1499 Bytes = Ethernet + CAPWAP PMTU
CAPWAP PMTU = Outer IP + UDP + DTLS
where
Ethernet = 14 Bytes
CAPWAP PMTU = 1485 Bytes
Outer IP = 20 Bytes
UDP = 25 Bytes
DTLS = 1440 Bytes
When the WLC sees this and a corresponding response is sent back to the AP, this value becomes the initial CAPWAP PMTU. If the WLC doesn’t receive this from the AP, WLC and AP uses 576 Bytes instead. This section of AP switchport capture describes the AP attempt in negotiating the initial CAPWAP PMTU which eventually fails to get responded by the WLC.

The corresponding debug seen on the AP (debug capwap client info), is shown in the next image.

As you can see, the initial attempt by the AP fails to get responded leading to a retransmission of a CAPWAP Join Packet after approximately 5 seconds. So immediately, AP falls back to the lowest CAPWAP PMTU of 576 Bytes as shown in this image.

During the RUN state, AP attempts to periodically improve the CAPWAP PMTU by sending the next highest CAPWAP PMTU value every 30 seconds thereafter. If the AP receives the corresponding response from the WLC, the current value gets adjusted. If it doesn’t, AP waits another 30 seconds before repeating the attempt to improve the current CAPWAP PMTU. This image shows a successful CAPWAP PMTU negotiation.

And the corresponding debug on the AP is showing in this image.

Finally, you can check the CAPWAP PMTU negotiated on the WLC as shown in this image.

Troubleshoot
You can check the current PMTU size on the AP using the command, as shown in this image.

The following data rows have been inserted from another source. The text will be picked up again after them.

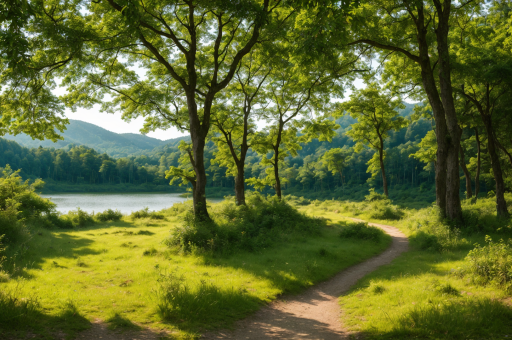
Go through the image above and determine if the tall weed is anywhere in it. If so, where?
[340,222,384,242]
[155,272,258,326]
[165,193,325,253]
[460,236,512,293]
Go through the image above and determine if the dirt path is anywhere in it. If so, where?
[203,218,408,340]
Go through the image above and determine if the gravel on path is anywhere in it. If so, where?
[202,218,409,340]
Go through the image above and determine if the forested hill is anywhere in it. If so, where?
[0,105,496,205]
[4,119,187,158]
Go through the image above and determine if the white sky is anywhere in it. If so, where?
[66,107,187,140]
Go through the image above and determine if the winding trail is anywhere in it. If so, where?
[202,218,409,340]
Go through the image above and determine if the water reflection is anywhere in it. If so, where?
[41,193,220,214]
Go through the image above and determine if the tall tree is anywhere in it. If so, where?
[341,83,407,197]
[351,0,478,220]
[0,0,78,141]
[454,3,512,216]
[212,51,271,205]
[64,0,286,218]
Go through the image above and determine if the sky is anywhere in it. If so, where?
[59,79,364,140]
[66,106,187,140]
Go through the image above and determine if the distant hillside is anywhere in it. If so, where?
[3,119,189,157]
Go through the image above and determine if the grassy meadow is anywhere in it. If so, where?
[303,195,512,339]
[0,197,390,339]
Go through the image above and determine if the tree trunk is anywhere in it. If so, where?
[379,149,389,197]
[460,145,473,199]
[480,112,509,217]
[495,138,512,167]
[475,128,482,199]
[417,11,449,217]
[435,0,462,220]
[274,159,282,199]
[187,93,210,220]
[235,162,245,205]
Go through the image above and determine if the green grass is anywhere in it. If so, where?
[0,203,390,338]
[330,195,512,339]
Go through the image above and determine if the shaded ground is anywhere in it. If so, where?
[203,219,409,340]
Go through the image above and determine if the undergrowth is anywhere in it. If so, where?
[340,222,385,242]
[165,193,326,254]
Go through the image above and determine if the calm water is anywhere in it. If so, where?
[41,193,200,214]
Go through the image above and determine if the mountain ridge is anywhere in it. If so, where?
[2,119,190,158]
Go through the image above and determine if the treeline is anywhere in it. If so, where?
[0,105,504,204]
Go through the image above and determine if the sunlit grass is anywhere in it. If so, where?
[332,193,512,339]
[0,203,390,337]
[340,251,512,339]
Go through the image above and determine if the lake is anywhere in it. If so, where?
[41,193,206,214]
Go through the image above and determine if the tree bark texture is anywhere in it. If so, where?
[460,145,473,199]
[480,112,509,217]
[379,135,389,198]
[475,128,482,199]
[434,0,462,221]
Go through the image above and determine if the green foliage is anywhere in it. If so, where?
[165,193,325,253]
[388,299,512,339]
[130,207,165,220]
[459,236,512,293]
[409,230,443,251]
[340,222,384,242]
[365,188,389,203]
[0,235,10,283]
[94,209,123,222]
[105,313,142,331]
[0,166,55,244]
[62,208,95,227]
[157,272,258,324]
[0,290,41,330]
[409,130,437,171]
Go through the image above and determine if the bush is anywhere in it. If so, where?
[460,236,512,293]
[0,165,55,219]
[165,193,325,252]
[364,188,389,202]
[130,207,165,220]
[0,200,28,244]
[340,222,384,242]
[63,208,94,227]
[94,209,123,222]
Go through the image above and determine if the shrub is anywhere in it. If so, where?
[364,188,389,202]
[40,212,74,229]
[165,193,325,252]
[460,236,512,292]
[94,209,123,222]
[0,235,10,283]
[130,207,165,220]
[340,222,384,242]
[63,208,94,227]
[0,200,28,244]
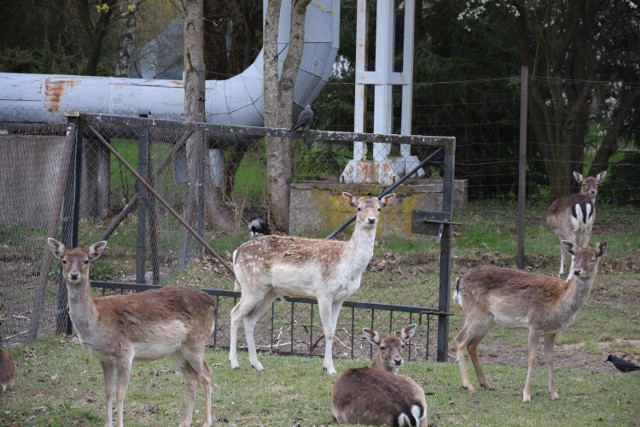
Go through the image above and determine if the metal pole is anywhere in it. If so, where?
[436,139,455,362]
[518,66,529,269]
[136,113,149,284]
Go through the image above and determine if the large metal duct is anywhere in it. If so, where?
[0,0,340,127]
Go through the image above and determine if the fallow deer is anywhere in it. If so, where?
[332,324,427,427]
[547,171,607,276]
[229,193,396,375]
[48,238,215,427]
[452,240,607,402]
[0,347,16,396]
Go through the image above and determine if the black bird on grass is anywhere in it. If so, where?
[289,105,313,132]
[249,219,271,237]
[605,354,640,372]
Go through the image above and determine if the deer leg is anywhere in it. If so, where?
[453,323,476,393]
[182,346,213,427]
[229,294,260,369]
[318,298,337,375]
[116,360,133,427]
[169,352,198,427]
[522,328,540,402]
[558,239,564,276]
[100,361,116,427]
[544,334,560,400]
[467,337,493,390]
[244,292,276,371]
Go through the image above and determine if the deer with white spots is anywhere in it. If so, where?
[332,324,427,427]
[547,172,607,276]
[48,239,215,427]
[229,193,396,374]
[451,240,607,402]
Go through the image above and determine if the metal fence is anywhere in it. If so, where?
[0,114,464,360]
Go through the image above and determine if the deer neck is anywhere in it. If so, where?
[343,223,377,271]
[562,274,595,315]
[67,283,97,342]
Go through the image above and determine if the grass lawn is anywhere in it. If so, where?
[0,337,640,427]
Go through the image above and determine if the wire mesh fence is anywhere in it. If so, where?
[0,76,640,364]
[2,108,460,359]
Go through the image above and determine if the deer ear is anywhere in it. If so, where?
[342,191,358,208]
[398,323,417,342]
[573,172,584,184]
[562,240,576,256]
[89,240,107,261]
[47,237,64,259]
[362,328,380,346]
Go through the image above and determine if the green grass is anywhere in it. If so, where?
[0,337,640,427]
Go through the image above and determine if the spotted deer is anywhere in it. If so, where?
[0,347,16,396]
[547,171,607,276]
[332,324,427,427]
[229,193,396,374]
[452,240,607,402]
[48,238,215,427]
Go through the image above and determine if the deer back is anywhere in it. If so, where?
[453,241,607,330]
[49,239,215,360]
[332,324,427,425]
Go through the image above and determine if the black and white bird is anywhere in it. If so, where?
[289,105,313,132]
[605,354,640,372]
[249,219,271,238]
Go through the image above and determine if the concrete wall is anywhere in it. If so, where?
[289,180,468,236]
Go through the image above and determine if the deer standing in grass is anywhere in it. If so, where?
[332,324,427,427]
[547,172,607,276]
[229,193,396,374]
[0,347,16,396]
[48,239,215,427]
[452,240,607,402]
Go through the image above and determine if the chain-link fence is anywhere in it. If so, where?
[0,110,458,359]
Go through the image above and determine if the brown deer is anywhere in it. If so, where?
[452,240,607,402]
[0,347,16,396]
[48,238,215,427]
[547,171,607,276]
[332,324,427,427]
[229,193,396,375]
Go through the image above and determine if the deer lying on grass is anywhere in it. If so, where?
[332,324,427,427]
[547,172,607,276]
[452,240,607,402]
[0,347,16,396]
[49,239,215,427]
[229,193,396,374]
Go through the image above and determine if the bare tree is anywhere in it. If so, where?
[180,0,232,258]
[264,0,310,230]
[113,0,144,77]
[466,0,640,197]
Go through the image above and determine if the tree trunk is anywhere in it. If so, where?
[113,0,144,77]
[264,0,310,231]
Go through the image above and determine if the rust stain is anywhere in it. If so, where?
[44,79,78,113]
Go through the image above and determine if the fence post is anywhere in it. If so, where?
[136,113,149,284]
[436,141,455,362]
[56,116,83,335]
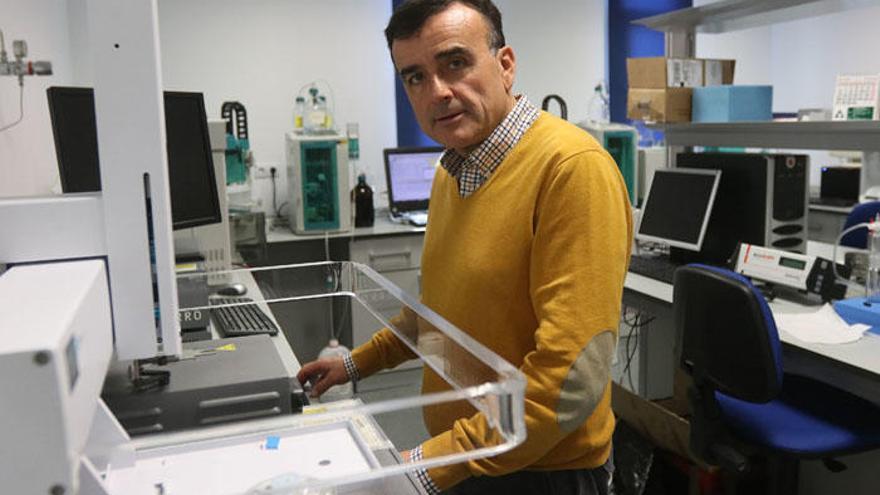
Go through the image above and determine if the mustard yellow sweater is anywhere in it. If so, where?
[352,113,632,489]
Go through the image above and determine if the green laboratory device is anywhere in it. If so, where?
[578,121,639,206]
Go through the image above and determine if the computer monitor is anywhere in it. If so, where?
[46,87,221,230]
[384,146,443,215]
[636,168,721,251]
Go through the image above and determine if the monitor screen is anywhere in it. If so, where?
[47,87,221,229]
[384,147,443,213]
[636,168,721,251]
[46,87,101,192]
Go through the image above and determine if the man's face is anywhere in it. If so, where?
[391,3,516,154]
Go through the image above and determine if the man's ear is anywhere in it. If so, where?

Now one might ask, how does the CAPWAP PMTU adjust dynamically if the path IP MTU has improved or degraded?
If improved, you should expect to see the next periodic attempt by the AP in improving the current CAPWAP PMTU get acknowledged by the WLC and adjust accordingly.
If degraded, the next periodic attempt by the AP to improve the current CAPWAP PMTU results in no corresponding response from the WLC and an ICMP Unreachable (Type 3, Code 4) with a next hop MTU which results in a lower CAPWAP PMTU. Should the Internet Control Message Protocol (ICMP) unreachable never reach the AP, AP does not make any adjustments to the current CAPWAP PMTU which may lead to dropped packets due to large fragments.
Note: It is important to note that ICMP unreachable maybe filtered by a firewall to prevent DoS attack which is a common practice. Ensure that this is not the case when things don’t work.
Here's an example of what happens when the tunnel interface IP MTU is changed from 1500 to 900.

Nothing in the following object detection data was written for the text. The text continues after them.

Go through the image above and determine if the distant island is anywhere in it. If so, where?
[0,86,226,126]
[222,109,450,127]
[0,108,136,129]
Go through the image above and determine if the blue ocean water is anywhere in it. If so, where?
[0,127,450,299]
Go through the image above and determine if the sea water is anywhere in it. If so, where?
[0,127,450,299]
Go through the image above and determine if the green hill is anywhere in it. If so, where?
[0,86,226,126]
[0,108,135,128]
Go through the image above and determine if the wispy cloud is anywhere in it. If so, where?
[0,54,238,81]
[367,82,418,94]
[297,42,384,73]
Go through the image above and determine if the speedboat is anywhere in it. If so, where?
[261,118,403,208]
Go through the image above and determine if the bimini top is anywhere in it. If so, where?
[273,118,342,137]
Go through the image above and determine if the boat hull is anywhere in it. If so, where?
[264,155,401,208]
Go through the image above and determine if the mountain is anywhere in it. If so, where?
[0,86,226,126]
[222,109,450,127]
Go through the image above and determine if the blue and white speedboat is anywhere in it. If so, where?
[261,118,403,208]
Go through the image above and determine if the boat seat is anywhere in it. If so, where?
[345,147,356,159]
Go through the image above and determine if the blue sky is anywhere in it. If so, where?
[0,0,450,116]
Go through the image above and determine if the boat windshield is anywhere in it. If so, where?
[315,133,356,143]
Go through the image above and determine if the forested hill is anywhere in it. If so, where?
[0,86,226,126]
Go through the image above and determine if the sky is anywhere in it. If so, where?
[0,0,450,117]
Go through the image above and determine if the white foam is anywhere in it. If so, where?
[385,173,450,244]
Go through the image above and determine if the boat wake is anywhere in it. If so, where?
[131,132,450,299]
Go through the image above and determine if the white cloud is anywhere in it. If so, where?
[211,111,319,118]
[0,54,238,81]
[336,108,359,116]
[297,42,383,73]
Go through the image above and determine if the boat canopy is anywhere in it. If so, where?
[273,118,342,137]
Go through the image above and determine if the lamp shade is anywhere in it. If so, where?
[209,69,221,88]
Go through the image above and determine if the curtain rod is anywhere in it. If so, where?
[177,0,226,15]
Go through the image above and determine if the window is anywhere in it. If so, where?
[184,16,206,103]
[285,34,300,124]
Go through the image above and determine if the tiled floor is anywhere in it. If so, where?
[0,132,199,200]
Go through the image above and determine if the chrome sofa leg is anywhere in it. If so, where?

As you can clearly see, ICMP Unreachable immediately reduces the CAPWAP PMTU to 576 Bytes until it gets adjusted to the next hop MTU value as shown in this image.

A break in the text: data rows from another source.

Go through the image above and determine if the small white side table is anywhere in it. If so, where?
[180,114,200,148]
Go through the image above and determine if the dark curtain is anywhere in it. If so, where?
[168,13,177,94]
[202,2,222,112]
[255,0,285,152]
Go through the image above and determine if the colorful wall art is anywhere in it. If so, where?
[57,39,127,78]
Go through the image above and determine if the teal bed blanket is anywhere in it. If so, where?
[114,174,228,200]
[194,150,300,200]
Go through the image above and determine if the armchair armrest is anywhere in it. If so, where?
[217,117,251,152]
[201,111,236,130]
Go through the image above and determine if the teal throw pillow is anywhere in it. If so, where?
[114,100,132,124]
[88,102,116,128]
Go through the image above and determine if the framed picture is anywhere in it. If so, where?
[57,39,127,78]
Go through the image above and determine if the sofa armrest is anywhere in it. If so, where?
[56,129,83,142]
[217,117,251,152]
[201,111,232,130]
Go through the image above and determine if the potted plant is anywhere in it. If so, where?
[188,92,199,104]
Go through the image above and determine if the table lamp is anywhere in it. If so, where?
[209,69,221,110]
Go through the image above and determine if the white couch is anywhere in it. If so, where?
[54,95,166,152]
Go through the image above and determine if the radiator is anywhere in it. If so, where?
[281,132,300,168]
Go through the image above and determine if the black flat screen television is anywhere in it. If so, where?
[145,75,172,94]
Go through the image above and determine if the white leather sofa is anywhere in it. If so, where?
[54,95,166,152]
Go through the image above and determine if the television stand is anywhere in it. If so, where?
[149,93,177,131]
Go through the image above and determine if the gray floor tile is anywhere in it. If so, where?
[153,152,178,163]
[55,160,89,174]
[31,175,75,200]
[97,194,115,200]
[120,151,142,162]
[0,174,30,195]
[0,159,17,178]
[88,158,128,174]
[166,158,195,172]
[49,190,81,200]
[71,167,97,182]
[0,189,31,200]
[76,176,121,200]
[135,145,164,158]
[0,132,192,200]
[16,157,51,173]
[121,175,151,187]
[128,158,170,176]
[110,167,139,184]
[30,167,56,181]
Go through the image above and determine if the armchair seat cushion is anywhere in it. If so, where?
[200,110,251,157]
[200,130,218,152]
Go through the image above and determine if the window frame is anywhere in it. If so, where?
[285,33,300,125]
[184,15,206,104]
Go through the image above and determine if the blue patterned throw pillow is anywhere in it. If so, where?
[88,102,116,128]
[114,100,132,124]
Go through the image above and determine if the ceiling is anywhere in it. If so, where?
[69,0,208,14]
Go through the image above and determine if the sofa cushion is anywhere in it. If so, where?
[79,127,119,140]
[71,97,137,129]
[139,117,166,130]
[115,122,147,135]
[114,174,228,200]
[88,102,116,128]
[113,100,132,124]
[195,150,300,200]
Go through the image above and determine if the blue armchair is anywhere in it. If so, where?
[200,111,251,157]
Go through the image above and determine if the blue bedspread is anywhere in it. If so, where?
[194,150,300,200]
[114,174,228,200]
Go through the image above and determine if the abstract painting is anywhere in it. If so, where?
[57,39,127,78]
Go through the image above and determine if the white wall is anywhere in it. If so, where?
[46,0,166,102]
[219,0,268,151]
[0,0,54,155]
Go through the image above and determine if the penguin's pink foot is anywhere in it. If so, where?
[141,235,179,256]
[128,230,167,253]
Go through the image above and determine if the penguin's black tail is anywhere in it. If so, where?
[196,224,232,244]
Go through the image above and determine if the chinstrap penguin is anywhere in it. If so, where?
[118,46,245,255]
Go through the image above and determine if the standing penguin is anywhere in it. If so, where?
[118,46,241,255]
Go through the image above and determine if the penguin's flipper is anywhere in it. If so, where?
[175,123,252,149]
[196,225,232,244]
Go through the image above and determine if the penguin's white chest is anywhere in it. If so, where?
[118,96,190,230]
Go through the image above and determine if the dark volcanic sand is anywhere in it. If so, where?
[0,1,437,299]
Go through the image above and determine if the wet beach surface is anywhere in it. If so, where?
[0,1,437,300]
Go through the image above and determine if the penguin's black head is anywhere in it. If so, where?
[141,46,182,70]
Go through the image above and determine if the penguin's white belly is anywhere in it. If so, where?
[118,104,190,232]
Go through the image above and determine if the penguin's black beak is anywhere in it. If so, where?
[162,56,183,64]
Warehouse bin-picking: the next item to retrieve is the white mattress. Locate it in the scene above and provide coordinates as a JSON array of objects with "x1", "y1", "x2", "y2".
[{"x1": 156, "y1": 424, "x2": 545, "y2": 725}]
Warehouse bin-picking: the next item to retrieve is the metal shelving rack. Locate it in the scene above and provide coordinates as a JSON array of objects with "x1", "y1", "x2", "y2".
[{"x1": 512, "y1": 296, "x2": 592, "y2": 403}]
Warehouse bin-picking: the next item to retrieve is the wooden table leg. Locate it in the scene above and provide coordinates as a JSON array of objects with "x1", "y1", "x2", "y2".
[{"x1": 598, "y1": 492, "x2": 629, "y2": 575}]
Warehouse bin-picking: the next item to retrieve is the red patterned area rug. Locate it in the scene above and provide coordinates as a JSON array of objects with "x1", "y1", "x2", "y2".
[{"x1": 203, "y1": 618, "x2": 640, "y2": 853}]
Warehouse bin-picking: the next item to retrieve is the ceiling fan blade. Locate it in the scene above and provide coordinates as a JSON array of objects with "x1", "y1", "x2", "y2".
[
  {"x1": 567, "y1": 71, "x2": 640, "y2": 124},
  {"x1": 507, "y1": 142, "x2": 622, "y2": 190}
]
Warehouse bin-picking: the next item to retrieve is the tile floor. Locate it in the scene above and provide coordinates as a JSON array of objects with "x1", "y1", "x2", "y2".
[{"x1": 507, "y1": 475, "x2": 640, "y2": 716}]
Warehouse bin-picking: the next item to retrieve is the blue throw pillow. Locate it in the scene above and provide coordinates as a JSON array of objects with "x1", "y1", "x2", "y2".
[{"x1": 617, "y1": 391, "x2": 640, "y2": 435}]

In summary, the CAPWAP PMTUD algorithm works like this.
Step 1. Initial CAPWAP PMTU will be negotiated during the AP join phase.
Step 2. 30 seconds later, AP will attempt to improve the current CAPWAP PMTU by sending the next pre-defined higher CAPWAP PMTU value (576, 1005 and 1485 Bytes).
Step 3 (option 1). If there is a corresponding WLC response to the attempt, adjust the current CAPWAP PMTU to the new value and repeat step 2.
Step 3 (option 2). If there is no corresponding WLC response to the attempt, leave the current CAPWAP PMTU unchanged and repeat step 2.
Step 3 (option 3). If there is no corresponding WLC response and we see an ICMP unreachable (Type 3, Code 4) with next hop value, adjust the CAPWAP PMTU to this value and repeat step 2.